Throughout the entire consultation process on the ‘experimental’ version of the scheme, and once a decision had been taken in principle to make it permanent, consultees were consistently told that the main reasons for the new charges for on-street parking in designated bays was to fund further improvements to motorcycle parking amenities. But fortunately for all concerned now, I and other sceptics became increasingly bothered about the likelihood that Westminster were pushing the idea of funding further improvements as the ‘main reason’ for new bike parking charges, not because it was, but because it would limit the amount of opposition from key stakeholder consultees. So, in an attempt to push the council to reveal more about the main reasons they would give to ‘justify’ a decision to convert the experimental scheme into a permanent measure, I arranged and attended a meeting between Danny Chalkley who was Westminster’s Cllr in charge of the scheme at the time and Craig Carey-Clinch as the Motor Cycle Industry Association (MCIA) representative. In that meeting, dear old Danny smiled reassuringly and steadfastly denied that the main official reason for the charges was ‘demand management’ – and he repeatedly gave Craig and thereby the MCIA firm verbal assurances that the real reason for introducing new bike parking charges was to fund loads more improvements to on-street motorcycle parking. With my encouragement some weeks later, Craig invited Danny to confirm his assurances about the main reason in writing, but as I expected, that written confirmation never came. But never mind all that well spun flannel flopping around in that meeting, as a matter of hard fact, Westminster made a fundamental change in the thrust of the official main reasons for the new charges. And, unfortunately for Westminster, I reported all that in the witness statement that the judges were obliged to read and consider. And the fact that the court’s first ruling seems to neatly avoid any consideration of those events doesn’t mean they can be ignored in a second round.

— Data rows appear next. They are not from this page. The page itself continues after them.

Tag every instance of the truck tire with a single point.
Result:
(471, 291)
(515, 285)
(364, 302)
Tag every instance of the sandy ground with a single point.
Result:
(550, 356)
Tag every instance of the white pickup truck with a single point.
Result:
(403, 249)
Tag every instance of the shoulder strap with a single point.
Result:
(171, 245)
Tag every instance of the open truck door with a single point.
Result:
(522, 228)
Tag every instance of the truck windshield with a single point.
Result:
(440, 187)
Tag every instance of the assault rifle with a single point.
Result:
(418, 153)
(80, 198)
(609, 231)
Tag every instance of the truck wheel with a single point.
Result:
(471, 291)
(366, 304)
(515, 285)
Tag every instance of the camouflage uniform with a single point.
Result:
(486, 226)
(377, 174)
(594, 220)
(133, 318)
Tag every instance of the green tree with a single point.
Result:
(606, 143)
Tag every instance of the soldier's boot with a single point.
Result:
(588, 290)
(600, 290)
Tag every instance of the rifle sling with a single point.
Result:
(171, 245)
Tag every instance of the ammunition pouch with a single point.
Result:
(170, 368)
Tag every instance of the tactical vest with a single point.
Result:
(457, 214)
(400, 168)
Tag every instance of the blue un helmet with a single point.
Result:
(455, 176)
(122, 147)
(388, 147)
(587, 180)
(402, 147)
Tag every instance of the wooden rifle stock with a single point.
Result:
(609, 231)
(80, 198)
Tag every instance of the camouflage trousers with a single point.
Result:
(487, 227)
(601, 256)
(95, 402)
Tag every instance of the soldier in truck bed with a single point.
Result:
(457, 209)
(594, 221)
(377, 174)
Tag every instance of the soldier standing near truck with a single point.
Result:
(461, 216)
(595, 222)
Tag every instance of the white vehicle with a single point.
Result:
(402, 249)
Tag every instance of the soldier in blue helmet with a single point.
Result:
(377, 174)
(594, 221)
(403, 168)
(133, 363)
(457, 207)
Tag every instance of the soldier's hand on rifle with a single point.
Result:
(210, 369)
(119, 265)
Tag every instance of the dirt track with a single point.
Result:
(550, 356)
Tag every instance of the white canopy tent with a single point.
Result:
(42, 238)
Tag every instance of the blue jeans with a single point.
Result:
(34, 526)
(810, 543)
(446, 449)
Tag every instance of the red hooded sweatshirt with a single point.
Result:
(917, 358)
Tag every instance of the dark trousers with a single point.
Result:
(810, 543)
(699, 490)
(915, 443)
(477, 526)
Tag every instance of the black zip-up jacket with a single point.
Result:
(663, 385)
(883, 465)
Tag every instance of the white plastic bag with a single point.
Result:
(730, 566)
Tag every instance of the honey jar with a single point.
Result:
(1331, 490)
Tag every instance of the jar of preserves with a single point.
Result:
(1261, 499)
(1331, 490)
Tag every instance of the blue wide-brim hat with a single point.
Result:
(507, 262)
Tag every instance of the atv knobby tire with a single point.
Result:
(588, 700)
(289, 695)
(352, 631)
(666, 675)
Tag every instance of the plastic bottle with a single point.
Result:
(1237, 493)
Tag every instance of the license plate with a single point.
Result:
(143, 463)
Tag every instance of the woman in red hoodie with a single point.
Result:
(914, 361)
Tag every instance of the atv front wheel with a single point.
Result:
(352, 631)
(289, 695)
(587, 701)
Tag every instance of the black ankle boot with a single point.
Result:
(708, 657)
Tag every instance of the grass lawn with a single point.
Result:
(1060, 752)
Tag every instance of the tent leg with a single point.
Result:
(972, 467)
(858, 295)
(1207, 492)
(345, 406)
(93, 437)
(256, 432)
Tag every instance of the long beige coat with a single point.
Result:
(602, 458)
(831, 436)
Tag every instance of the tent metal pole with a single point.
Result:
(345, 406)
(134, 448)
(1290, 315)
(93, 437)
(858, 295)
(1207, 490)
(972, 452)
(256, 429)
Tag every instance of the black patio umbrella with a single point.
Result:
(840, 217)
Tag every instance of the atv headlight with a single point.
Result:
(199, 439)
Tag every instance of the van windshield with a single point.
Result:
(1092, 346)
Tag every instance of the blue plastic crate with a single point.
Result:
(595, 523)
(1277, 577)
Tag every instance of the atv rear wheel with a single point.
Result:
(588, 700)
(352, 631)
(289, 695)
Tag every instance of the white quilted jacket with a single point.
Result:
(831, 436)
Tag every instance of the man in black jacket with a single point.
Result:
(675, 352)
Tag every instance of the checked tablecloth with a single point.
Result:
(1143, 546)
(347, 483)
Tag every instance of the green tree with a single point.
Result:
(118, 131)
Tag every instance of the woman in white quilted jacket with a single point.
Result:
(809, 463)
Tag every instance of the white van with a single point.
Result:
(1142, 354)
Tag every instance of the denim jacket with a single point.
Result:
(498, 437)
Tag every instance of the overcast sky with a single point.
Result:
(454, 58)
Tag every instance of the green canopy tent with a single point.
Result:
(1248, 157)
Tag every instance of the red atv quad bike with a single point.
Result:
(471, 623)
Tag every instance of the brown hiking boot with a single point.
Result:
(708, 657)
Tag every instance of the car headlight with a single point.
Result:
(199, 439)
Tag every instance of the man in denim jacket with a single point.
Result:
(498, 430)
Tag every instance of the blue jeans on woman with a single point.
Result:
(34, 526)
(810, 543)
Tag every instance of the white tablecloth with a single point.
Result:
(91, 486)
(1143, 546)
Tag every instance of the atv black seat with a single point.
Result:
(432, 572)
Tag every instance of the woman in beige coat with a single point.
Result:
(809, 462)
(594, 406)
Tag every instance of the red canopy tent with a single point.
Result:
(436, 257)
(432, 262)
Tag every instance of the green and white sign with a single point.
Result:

Anyway, a key fact of the case and in my view the lawfulness of Westminster’s use of Traffic Management Act powers to create a tax, is this: The first ‘main reason’ one was of course encouragingly positive for those who accepted it at face value, namely to improve the accommodation of rider’s needs to park – but the second one was extremely negative, namely to ‘restrain’ demand for bike on-street parking as the primary reason and to deter people from choosing to use a motorcycle at all in Westminster for unspecified ‘environmental’ and ‘safety reasons.
But the most critical thing about this change that the judges ignored in their ruling was the timing of when that change was actually officially confirmed. The first time anybody concerned could know what the main reasons for the permanent version of the scheme really were, was when the Traffic Orders were published on January 22nd, 2010, just three days before the permanent version of the scheme came into force on January the 25th! Sounds a bit smelly? Not quite the way that truly legitimate consultation procedures are run? You bet.
To put it mildly, this neat trick had a crucial skewing impact on the reliability and validity of the consultation processes that has not been addressed at all in the ruling. To put it bluntly it was hugely misleading for all consultees at best, and at worst a key element in a very long con.
So, what’s next? Well, as far as I can see, so long as the NTBPT Barrister makes these flaws clear to the courts, the only way that justice can be done and seen to be done is for an appeal to be heard and a fresh ruling made. I’ve spent some of today making a few suggestions for the Barrister to consider as part of his request for an appeal and sent them off. So, all I can say for now is fingers crossed then…
Great, I never knew this, thanks.
Hiya CrossroadsRider,
Glad you found my site. Ive been reading some of yours.
I take it you are London based, i ride a 125 and i know a lot of bikers up here in Scotland that could give you a Scottish perspective on any given subject. Andy
[...] In my opinion, there is only one solution to the current mess that Westminster have got themselves into that is truly sustainable on all relevant levels, and it is simple. They should take steps to withdraw this totally unnecessary and unjustified tax and bin all plans to roll out such schemes to create a new nationwide revenue stream for local authorities. (For more details of this issue go to Crossroadsrider.com) [...]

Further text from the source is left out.